Paths

Table of Contentst

vm_page: retire its listq field
ClosedPublic
Actions

Authored by alc on May 24 2025, 7:11 PM.

Details

Reviewers

dougm
kib
markj

Commits

rG1fee99800a79: vm_page: Retire its listq field

Test Plan

One way that I evaluated this change was to look at vm.stats.page. Specifically, I looked at the ratio of queue_noops to queue_ops. With this change, the ratio is reduced, but it is still the same order of magnitude. For example, after a series of buildworlds, I was seeing a ratio of 456 for a stock kernel, and 363 with this patch applied.

Diff Detail

Repository

rG FreeBSD src repository

Lint

Lint Not Applicable

Unit

Tests Not Applicable

Event Timeline

alc requested review of this revision.May 24 2025, 7:11 PM

alc created this revision.

Observe that I am not actually calling vm_page_dequeue() before calling vm_phys_free_pages() in various places. Instead, I am relying entirely on a call to vm_page_dequeue() from vm_freelist_add(). The argument for not unconditionally calling vm_page_dequeue() before calling vm_phys_free_pages() is that some fraction of the time, the dequeue can still be deferred because the page, or chunk of pages, that we are freeing will be the "right-hand" buddy to a page that is already in the buddy queues.

sys/vm/vm_page.c
2553	The explanation for this call to vm_page_dequeue() is the same as that seen above in vm_page_alloc_noobj_domain().

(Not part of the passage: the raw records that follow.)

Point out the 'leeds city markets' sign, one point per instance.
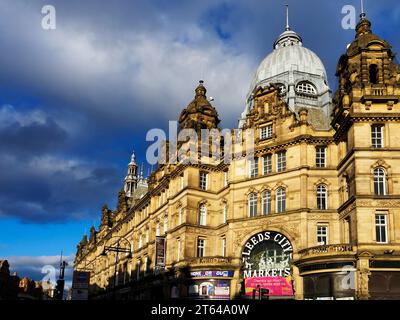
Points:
(266, 257)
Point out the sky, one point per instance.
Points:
(77, 100)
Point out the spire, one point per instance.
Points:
(287, 18)
(362, 15)
(200, 90)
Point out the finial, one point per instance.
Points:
(287, 18)
(362, 15)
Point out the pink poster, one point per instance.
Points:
(278, 286)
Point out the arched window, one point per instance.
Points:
(266, 202)
(373, 74)
(282, 89)
(252, 204)
(306, 87)
(281, 200)
(322, 197)
(380, 182)
(202, 214)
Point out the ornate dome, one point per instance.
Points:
(300, 75)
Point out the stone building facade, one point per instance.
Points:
(316, 208)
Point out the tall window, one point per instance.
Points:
(253, 167)
(180, 215)
(322, 197)
(281, 200)
(178, 249)
(381, 228)
(140, 241)
(321, 157)
(138, 270)
(266, 132)
(202, 214)
(281, 161)
(322, 235)
(201, 246)
(373, 74)
(225, 213)
(267, 164)
(266, 202)
(377, 135)
(146, 264)
(226, 178)
(203, 180)
(165, 224)
(380, 182)
(158, 229)
(252, 203)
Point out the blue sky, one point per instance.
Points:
(75, 101)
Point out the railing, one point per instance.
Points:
(326, 249)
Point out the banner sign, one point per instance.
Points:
(211, 274)
(277, 286)
(266, 257)
(160, 251)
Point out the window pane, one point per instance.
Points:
(267, 165)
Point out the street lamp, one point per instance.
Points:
(117, 249)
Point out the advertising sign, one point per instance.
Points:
(210, 289)
(277, 286)
(211, 274)
(266, 257)
(160, 251)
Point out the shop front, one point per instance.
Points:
(266, 258)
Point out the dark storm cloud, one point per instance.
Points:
(114, 69)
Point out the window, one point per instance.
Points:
(180, 215)
(140, 241)
(223, 251)
(267, 164)
(322, 197)
(203, 180)
(138, 270)
(373, 74)
(165, 224)
(266, 132)
(282, 89)
(377, 136)
(381, 228)
(321, 157)
(305, 87)
(158, 229)
(225, 213)
(178, 249)
(266, 202)
(201, 246)
(252, 204)
(281, 161)
(281, 200)
(322, 235)
(202, 214)
(379, 182)
(253, 167)
(146, 264)
(226, 178)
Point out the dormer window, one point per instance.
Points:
(307, 88)
(373, 74)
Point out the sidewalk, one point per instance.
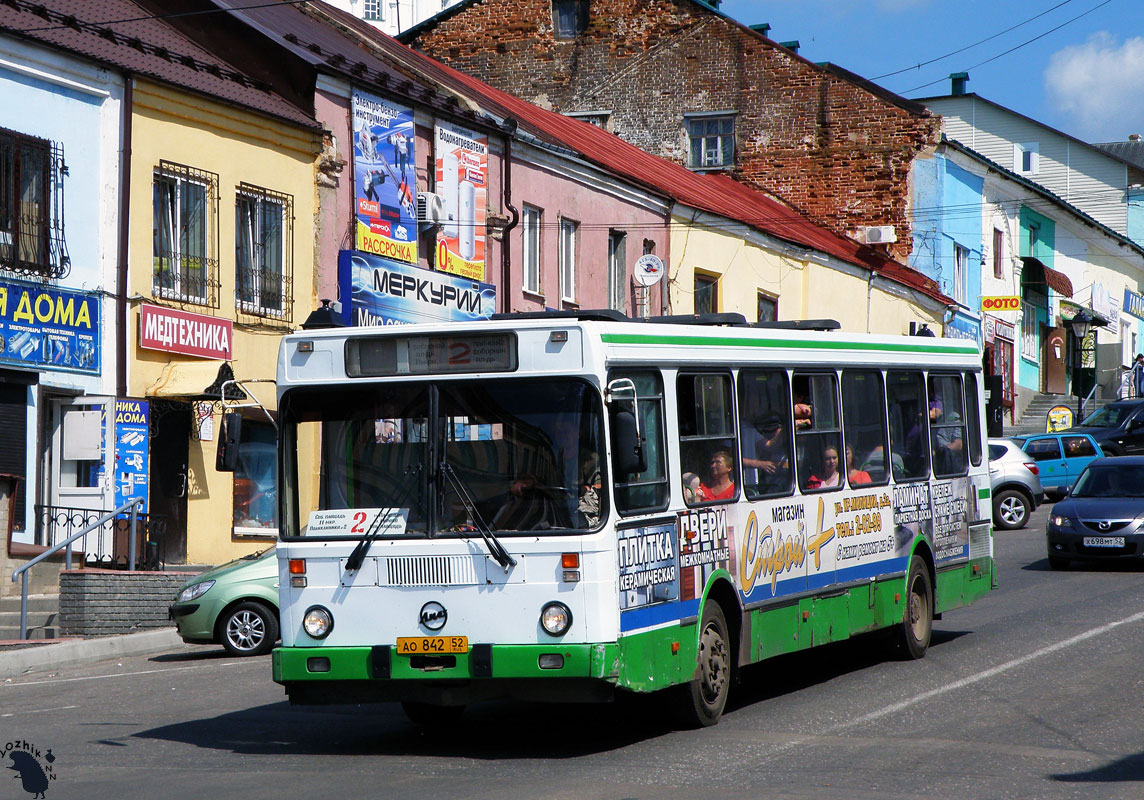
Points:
(72, 651)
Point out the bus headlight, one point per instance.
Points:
(556, 618)
(317, 622)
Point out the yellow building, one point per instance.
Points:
(721, 264)
(221, 264)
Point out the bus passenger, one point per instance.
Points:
(831, 474)
(721, 486)
(857, 476)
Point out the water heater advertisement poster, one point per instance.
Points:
(462, 181)
(383, 179)
(384, 292)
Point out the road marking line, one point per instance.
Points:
(988, 673)
(120, 674)
(41, 711)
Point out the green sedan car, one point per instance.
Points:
(235, 604)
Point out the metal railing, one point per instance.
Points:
(21, 573)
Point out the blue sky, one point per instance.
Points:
(1086, 78)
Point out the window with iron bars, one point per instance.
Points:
(263, 252)
(31, 206)
(185, 236)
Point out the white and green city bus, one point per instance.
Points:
(564, 506)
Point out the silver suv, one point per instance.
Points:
(1016, 484)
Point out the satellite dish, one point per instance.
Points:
(649, 270)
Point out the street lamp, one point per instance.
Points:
(1080, 324)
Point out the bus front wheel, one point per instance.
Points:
(916, 625)
(702, 699)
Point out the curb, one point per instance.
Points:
(42, 658)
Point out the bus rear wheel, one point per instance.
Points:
(916, 625)
(431, 715)
(701, 702)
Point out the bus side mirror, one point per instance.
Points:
(628, 456)
(231, 434)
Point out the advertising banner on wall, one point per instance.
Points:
(48, 329)
(384, 183)
(462, 181)
(133, 454)
(386, 292)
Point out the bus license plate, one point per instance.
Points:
(431, 646)
(1104, 541)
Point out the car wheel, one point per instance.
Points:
(700, 703)
(1010, 509)
(248, 628)
(431, 715)
(913, 633)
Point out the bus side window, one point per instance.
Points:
(764, 419)
(905, 391)
(818, 433)
(947, 425)
(708, 451)
(864, 425)
(974, 417)
(646, 490)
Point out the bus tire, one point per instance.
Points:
(701, 702)
(913, 632)
(429, 715)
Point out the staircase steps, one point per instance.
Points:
(42, 617)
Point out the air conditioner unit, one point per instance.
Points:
(880, 235)
(430, 208)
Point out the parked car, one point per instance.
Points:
(235, 604)
(1016, 484)
(1118, 427)
(1061, 458)
(1102, 519)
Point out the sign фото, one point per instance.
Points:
(191, 334)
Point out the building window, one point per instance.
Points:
(530, 244)
(712, 141)
(567, 260)
(31, 196)
(263, 250)
(570, 17)
(998, 253)
(706, 294)
(256, 480)
(1026, 158)
(768, 308)
(184, 235)
(617, 270)
(960, 272)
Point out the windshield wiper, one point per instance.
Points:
(358, 555)
(495, 548)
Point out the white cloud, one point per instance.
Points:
(1098, 86)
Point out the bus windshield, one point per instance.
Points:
(452, 457)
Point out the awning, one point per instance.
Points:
(1058, 282)
(199, 380)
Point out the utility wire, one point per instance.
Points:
(968, 47)
(1013, 49)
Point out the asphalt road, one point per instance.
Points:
(1032, 692)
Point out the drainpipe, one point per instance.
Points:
(125, 207)
(507, 181)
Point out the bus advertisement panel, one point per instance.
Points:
(383, 179)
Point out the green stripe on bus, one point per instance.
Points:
(722, 341)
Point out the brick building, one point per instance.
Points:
(682, 80)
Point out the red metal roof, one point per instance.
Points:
(127, 37)
(710, 192)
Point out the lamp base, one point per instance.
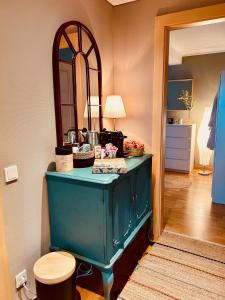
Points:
(204, 172)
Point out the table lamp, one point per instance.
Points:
(94, 104)
(114, 108)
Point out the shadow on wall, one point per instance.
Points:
(45, 228)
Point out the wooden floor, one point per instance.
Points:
(190, 210)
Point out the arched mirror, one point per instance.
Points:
(77, 76)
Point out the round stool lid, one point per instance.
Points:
(54, 267)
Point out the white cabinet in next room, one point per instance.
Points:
(180, 145)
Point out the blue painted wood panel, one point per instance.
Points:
(94, 215)
(142, 191)
(122, 211)
(218, 187)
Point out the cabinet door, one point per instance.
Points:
(142, 191)
(122, 211)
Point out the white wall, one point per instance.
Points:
(27, 119)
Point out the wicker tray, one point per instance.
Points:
(83, 159)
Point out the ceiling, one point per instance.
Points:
(118, 2)
(196, 41)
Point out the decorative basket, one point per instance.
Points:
(83, 159)
(136, 152)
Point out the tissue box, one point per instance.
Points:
(109, 166)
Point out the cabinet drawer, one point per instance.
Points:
(178, 153)
(180, 143)
(177, 164)
(178, 131)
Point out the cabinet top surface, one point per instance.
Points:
(85, 174)
(180, 125)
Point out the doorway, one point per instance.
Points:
(163, 25)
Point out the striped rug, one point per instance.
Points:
(178, 267)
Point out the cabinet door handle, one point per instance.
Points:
(115, 243)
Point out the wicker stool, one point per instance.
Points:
(54, 276)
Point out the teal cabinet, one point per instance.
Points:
(95, 216)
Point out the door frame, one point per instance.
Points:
(163, 25)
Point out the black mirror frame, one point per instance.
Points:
(56, 78)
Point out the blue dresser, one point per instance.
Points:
(96, 216)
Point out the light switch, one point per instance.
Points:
(11, 173)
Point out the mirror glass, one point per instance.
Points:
(77, 82)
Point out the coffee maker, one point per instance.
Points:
(114, 137)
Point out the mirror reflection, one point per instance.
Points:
(78, 88)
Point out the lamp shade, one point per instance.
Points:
(202, 138)
(94, 104)
(114, 107)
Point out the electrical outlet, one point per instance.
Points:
(21, 278)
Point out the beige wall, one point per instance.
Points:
(27, 121)
(133, 59)
(205, 70)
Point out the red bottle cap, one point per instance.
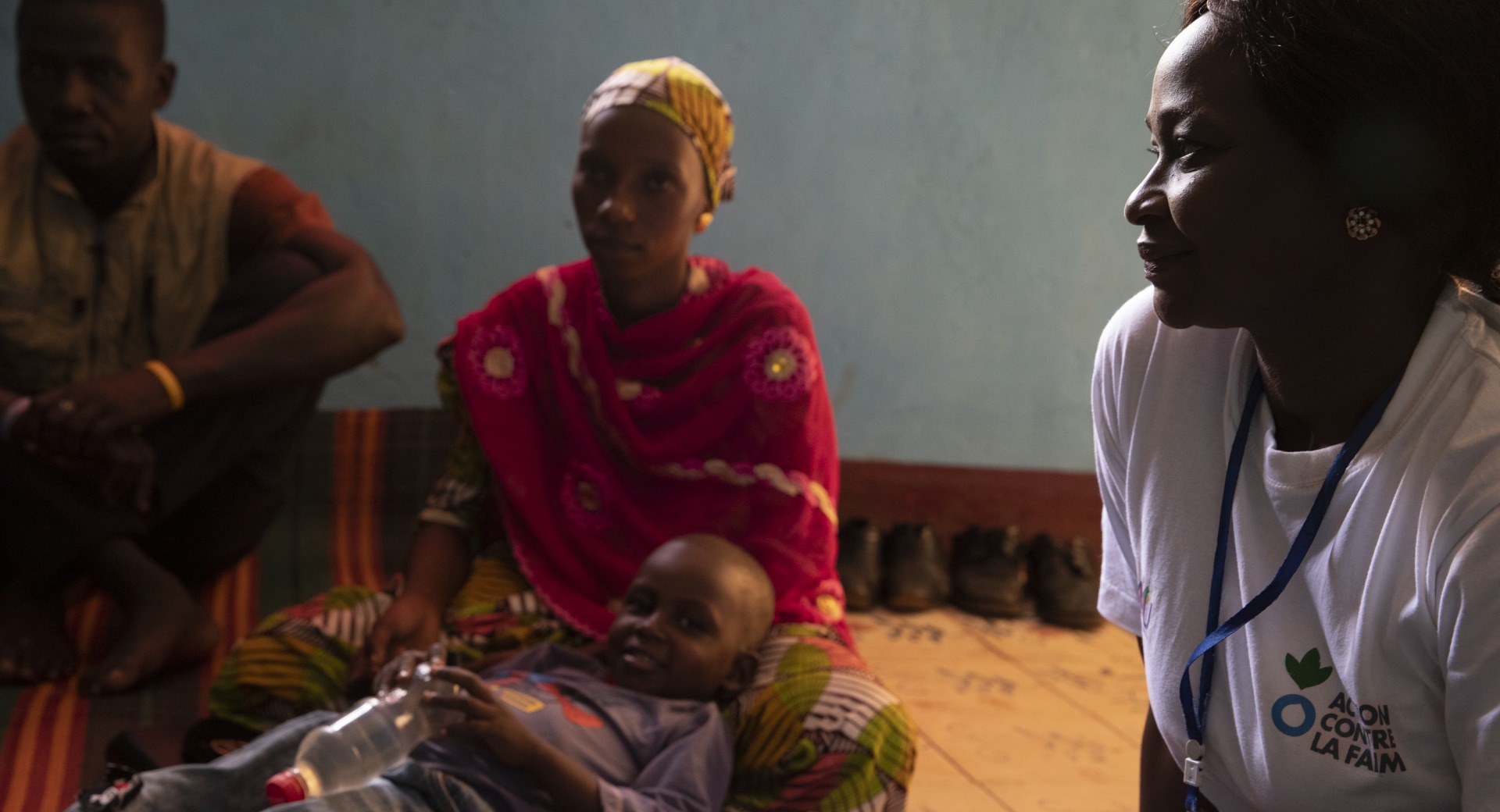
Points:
(285, 787)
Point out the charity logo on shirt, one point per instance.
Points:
(1358, 736)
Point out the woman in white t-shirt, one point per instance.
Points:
(1298, 424)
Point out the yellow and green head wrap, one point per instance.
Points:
(691, 99)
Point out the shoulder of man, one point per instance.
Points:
(19, 156)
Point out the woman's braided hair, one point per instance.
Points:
(1400, 96)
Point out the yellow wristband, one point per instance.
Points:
(174, 388)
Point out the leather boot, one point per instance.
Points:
(989, 572)
(860, 562)
(1064, 583)
(916, 568)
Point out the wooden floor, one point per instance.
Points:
(1014, 715)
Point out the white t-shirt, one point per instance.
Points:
(1374, 681)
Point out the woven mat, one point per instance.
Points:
(357, 484)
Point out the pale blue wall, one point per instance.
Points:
(941, 180)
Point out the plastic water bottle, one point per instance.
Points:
(368, 740)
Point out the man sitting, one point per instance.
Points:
(169, 313)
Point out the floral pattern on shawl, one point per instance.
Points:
(710, 454)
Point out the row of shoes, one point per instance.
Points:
(989, 572)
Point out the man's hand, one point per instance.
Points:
(77, 422)
(412, 624)
(487, 719)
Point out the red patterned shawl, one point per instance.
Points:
(606, 443)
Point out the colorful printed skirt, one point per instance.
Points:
(815, 732)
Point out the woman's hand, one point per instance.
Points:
(412, 624)
(487, 719)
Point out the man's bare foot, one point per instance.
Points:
(34, 640)
(164, 625)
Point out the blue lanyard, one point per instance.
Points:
(1198, 717)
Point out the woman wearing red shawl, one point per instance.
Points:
(605, 408)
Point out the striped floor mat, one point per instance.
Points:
(359, 481)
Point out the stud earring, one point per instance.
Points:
(1362, 222)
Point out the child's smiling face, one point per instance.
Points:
(691, 622)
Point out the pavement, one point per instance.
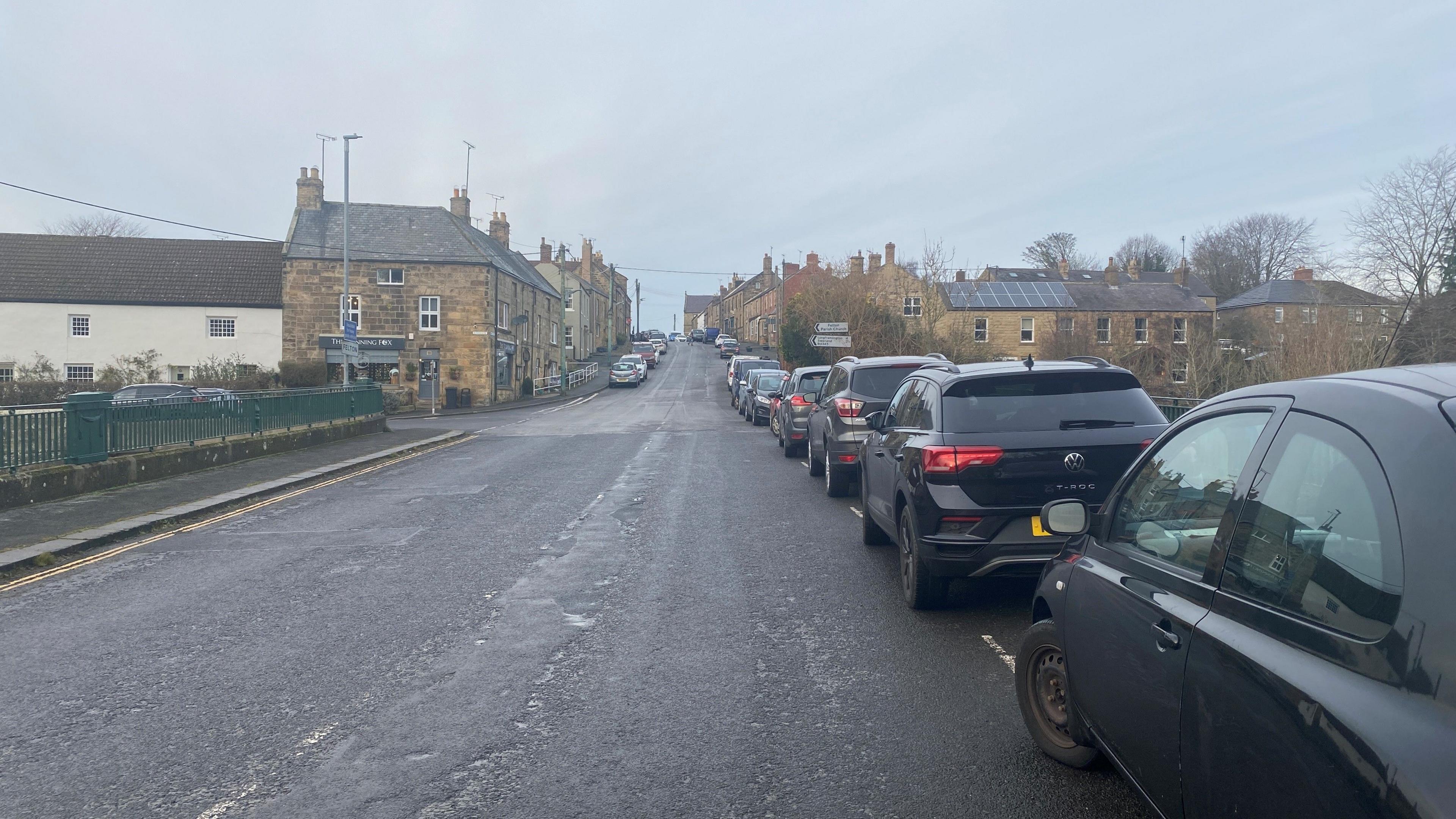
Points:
(565, 615)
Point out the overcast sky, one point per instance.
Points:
(700, 136)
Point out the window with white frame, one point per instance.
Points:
(351, 312)
(430, 312)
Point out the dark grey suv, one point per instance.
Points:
(854, 388)
(791, 416)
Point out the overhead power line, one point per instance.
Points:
(388, 256)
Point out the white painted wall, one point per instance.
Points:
(180, 334)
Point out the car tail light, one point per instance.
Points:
(950, 460)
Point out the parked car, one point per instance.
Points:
(1258, 620)
(647, 350)
(755, 403)
(625, 373)
(854, 388)
(791, 414)
(638, 362)
(739, 378)
(140, 392)
(959, 465)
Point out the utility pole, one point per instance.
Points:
(347, 140)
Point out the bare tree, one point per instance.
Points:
(1149, 251)
(1052, 248)
(1253, 250)
(1403, 234)
(97, 223)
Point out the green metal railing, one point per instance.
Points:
(92, 425)
(33, 435)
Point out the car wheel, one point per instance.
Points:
(816, 465)
(836, 479)
(873, 535)
(1042, 691)
(921, 589)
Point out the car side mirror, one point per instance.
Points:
(1068, 516)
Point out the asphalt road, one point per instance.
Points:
(631, 605)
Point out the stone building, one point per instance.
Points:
(1147, 326)
(1286, 311)
(428, 290)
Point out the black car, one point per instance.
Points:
(854, 390)
(758, 394)
(965, 457)
(1258, 621)
(791, 417)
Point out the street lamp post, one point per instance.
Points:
(347, 140)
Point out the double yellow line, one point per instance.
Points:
(116, 551)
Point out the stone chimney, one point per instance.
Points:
(311, 190)
(1181, 273)
(500, 229)
(461, 206)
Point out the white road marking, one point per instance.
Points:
(1008, 659)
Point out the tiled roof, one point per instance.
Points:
(1085, 297)
(114, 270)
(404, 234)
(1199, 286)
(1304, 292)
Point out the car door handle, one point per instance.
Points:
(1165, 637)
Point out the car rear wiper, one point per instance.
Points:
(1094, 425)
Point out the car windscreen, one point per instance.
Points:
(1047, 401)
(880, 382)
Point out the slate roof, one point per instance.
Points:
(1139, 297)
(404, 234)
(114, 270)
(1292, 292)
(1199, 286)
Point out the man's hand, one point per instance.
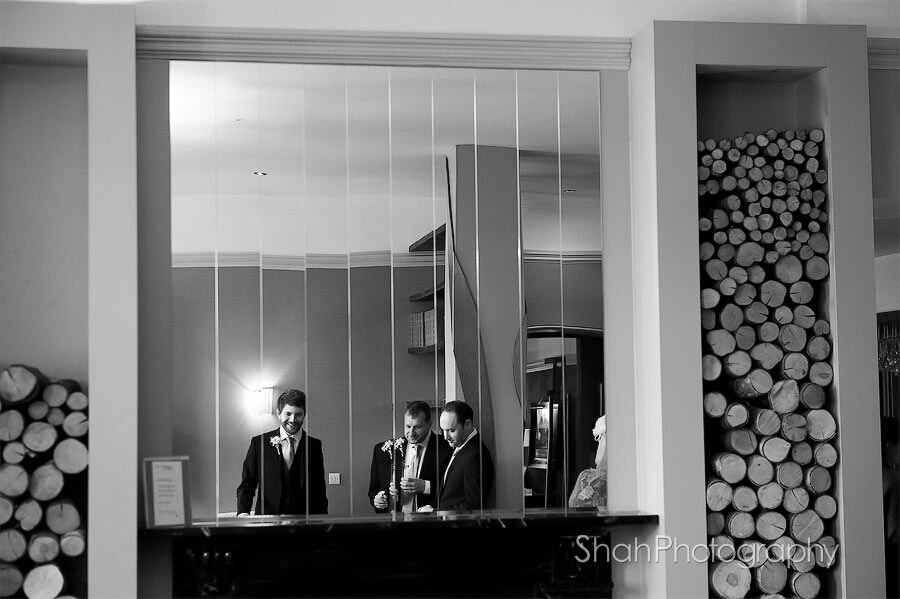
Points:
(412, 485)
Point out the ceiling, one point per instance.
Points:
(355, 156)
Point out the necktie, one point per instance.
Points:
(289, 459)
(411, 470)
(455, 451)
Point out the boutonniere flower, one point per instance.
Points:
(276, 443)
(395, 444)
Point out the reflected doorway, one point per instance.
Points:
(564, 401)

alc edited the test plan for this revision. (Show Details)May 24 2025, 7:24 PM

alc added inline comments.May 24 2025, 7:31 PM

sys/vm/vm_page.c
2553	Actually, that explanation only partially fits this case, because we are pulling pages from the default pool. Nonetheless, we are allocating a chunk of pages, and the second, third, etc. pages in that chunk may still have pending dequeues.

I speculate that the main source of additional queue_nops is partially populated reservations that only had a small number of populated pages and so the popcount reached zero and the reservation was returned to the buddy queues before the current batch of deferred dequeues, that includes the very first page in the reservation, hits the threshold for batched processing, so the vm_freelist_add() on that first page has to do a vm_page_dequeue().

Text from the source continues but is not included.